Spicy tuna avocado ball
Spicy tuna avocado ball

Photograph by Johnny Autry

In the spicy tuna dish, a scoop of chopped raw tuna hides under prettily pressed slices of avocado. But that tartare is a modest delight, sharply awakened by Sriracha and sesame oil and served with a spicy mayo. It’s an extension of the wasabi ae—enhancing but not obliterating the fish, in this case adding the oily softness of avocado and the popping crunch of tobiko (flying fish roe).

Another example of this balance are unseasoned little logs of salmon belly under lush, practically marble-sized spheres of salmon roe cured for just a few hours with soy, mirin, sake, and kelp, served with an unexpected dollop of room-temperature tomato sauce made Italian-style with garlic and white wine. It’s one of the most successful fusion dishes I’ve encountered, with a continuum of both color and texture: Shades of salmon and coral blend into each other, the melting tomato and unctuous roe leading you back to the slight chew of the belly meat.
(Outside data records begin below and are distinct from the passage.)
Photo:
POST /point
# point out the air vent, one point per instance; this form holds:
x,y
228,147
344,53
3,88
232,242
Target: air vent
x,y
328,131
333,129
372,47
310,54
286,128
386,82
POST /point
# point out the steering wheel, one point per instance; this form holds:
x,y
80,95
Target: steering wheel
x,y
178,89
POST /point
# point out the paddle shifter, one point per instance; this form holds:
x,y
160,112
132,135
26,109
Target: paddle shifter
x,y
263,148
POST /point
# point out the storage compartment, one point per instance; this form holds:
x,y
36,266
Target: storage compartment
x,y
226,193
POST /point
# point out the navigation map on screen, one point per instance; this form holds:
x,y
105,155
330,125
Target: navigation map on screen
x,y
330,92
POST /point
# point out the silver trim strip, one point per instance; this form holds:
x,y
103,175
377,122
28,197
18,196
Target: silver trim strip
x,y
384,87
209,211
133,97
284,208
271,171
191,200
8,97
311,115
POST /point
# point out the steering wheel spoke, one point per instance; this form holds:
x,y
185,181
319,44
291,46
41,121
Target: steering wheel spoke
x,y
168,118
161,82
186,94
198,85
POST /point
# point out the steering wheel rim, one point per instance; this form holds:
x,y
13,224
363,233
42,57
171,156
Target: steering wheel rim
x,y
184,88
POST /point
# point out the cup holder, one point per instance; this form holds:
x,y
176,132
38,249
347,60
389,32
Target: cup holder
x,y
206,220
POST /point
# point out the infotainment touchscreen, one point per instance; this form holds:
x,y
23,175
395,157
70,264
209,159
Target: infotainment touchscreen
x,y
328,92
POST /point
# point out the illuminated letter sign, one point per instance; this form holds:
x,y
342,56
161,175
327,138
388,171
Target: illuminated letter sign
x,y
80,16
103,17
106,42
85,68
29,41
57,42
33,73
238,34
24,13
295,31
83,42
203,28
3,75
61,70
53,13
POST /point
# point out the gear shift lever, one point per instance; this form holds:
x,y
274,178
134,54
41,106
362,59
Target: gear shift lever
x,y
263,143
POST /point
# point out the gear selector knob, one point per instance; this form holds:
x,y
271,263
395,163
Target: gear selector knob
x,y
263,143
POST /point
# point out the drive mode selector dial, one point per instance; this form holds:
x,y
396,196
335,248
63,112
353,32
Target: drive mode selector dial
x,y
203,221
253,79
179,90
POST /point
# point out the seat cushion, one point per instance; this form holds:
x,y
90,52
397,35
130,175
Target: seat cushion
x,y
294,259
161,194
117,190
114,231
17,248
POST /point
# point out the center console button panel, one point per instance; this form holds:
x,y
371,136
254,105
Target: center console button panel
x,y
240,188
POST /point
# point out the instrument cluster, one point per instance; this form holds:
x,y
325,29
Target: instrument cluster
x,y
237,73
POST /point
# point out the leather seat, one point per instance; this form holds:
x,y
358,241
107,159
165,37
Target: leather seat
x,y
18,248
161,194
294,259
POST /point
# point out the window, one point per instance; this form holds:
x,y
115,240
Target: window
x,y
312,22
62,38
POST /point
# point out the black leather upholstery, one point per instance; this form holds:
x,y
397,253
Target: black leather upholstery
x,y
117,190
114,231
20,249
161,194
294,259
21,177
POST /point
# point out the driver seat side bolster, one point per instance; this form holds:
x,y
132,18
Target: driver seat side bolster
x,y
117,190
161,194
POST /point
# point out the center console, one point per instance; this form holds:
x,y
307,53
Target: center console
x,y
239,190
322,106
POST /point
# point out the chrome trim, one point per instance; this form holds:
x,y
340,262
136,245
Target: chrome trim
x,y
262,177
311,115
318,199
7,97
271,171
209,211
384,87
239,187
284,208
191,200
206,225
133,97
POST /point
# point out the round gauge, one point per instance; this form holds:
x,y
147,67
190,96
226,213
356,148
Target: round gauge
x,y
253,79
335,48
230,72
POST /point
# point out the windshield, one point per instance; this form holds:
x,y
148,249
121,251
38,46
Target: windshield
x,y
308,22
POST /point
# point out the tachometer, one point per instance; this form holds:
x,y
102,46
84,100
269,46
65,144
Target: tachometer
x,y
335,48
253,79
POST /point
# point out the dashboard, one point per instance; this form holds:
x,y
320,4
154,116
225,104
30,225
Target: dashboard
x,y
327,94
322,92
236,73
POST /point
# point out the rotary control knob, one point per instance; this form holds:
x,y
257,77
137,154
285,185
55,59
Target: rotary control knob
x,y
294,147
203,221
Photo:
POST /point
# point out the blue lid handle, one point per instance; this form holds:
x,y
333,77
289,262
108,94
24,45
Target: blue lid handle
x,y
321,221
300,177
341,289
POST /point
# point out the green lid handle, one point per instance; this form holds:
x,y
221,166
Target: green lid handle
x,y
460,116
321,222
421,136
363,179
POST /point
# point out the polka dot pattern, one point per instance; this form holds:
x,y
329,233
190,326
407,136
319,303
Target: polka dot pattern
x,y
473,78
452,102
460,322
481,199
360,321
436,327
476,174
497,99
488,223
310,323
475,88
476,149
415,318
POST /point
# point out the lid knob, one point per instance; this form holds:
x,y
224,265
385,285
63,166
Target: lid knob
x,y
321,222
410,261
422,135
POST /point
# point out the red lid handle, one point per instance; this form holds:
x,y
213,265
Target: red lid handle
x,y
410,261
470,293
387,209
So the dishes that go too far or not far enough come as jarring. A 12-piece chef’s sashimi platter is an odd grab bag, with matte and inert pieces of amberjack and yellowfin, and farmed tiger shrimp so bland it might as well be a rubber replica in a Tokyo window. (The charge was even more surprising: When we were midway through, the server apologized for serving a more deluxe platter than the $29.95 one we’d ordered, with seven nigiri pieces and a toro roll added to the sashimi. For a minute, we thought she was going to take away our half-finished board to be replenished and given to the right table, but we offered to pay in full—and the $47.95 charge duly appeared on our bill.) A separate order of “sweet shrimp” with raw tail and flash-fried head, though, is wonderfully subtle and moist.

I might be too tough on the sushi. When I visited the Midtown location of the national chain RA Sushi for midrange context, I saw just how much details matter. Oh’s California-sourced Tamaki Gold rice—warm and pliable with its subtle seasoning of rice wine vinegar, sake, sugar, and salt, and never, according to Oh, held for more than two hours—came as a rebuke to every pad of RA’s cold, hard, unseasoned rice. I wanted to get right back in line at Craft Izakaya.
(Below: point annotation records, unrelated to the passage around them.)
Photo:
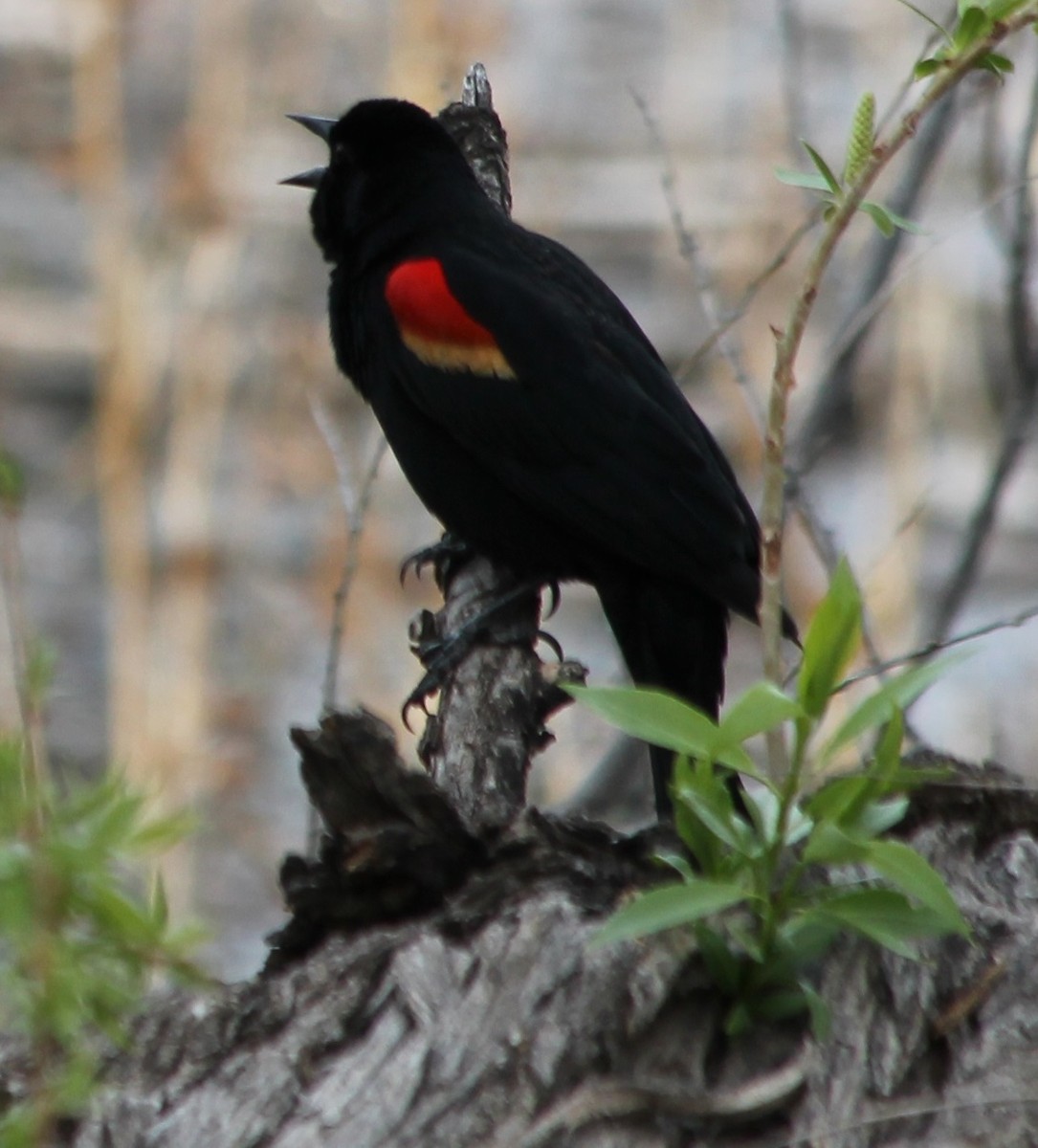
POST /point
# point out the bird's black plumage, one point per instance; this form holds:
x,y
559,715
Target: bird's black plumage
x,y
523,403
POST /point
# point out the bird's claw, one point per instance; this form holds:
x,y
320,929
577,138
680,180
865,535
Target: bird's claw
x,y
552,643
443,556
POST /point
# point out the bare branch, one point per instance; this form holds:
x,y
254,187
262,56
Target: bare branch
x,y
1017,425
789,342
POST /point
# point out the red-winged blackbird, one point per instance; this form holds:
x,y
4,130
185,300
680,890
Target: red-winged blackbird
x,y
526,407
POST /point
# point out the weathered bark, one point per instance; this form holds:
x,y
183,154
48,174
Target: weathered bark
x,y
476,1013
435,984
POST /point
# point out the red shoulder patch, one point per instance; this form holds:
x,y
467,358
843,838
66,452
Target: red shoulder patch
x,y
435,327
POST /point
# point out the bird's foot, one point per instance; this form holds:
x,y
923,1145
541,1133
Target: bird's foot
x,y
446,557
441,654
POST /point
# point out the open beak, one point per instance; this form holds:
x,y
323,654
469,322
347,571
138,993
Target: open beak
x,y
321,126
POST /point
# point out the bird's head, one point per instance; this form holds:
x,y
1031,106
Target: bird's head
x,y
389,162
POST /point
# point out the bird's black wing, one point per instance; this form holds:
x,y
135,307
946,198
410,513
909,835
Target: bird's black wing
x,y
583,425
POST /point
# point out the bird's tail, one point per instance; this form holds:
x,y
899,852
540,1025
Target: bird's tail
x,y
675,638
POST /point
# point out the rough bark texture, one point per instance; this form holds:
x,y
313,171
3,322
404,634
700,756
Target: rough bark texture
x,y
435,984
475,1013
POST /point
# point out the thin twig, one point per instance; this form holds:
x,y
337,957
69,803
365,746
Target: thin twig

Oh’s cooked dishes are also inconsistent, though. Mackerel is lifeless in a sushi roll but irresistible grilled with tobanjan, a garlic-chile paste that reflects the chef’s Korean origins. Grilled yellowtail collar, almost wholly unseasoned save for a housemade citrus-soy ponzu, is a meaty triumph. But the grilled salmon collar, slathered with a too-sweet honey miso, is sloppy and gristly. The many yakitori—grilled bits of meat, usually chicken, or vegetables on bamboo sticks—are almost uniformly tough, skewered nothingness, given interest only by the big dots of three sauces served beside them.

When Oh returns to the homey part of the menu, he makes dishes any kid would love, and I love, too. Like chicken yakisoba: stewy buckwheat noodles in Japanese steak sauce with cabbage, carrot, and chunks of dark meat. Or chawan mushi, a dish that’s labor-intensive but a must on any izakaya menu: egg mixed with dashi (the fish-kelp stock that is the base of many Japanese dishes) and steamed in a cup to make a trembling custard that hides slices of scallop, shrimp, chicken, and ginkgo. It’s small and perfect.

Any kid would love the dessert giveaway, too: cotton candy of varying flavors. It’s part of the fun Craft Izakaya is aiming for—along with some formidably expert food.

Rating ★★ (very good)

Vital Stats
99 Krog Street
470-355-9556
craftizakaya.com

Good to Know Waiting on a table? Tour the rest of the market. Just don’t try and nick the gorgeous espresso machine at the Little Tart Bakeshop.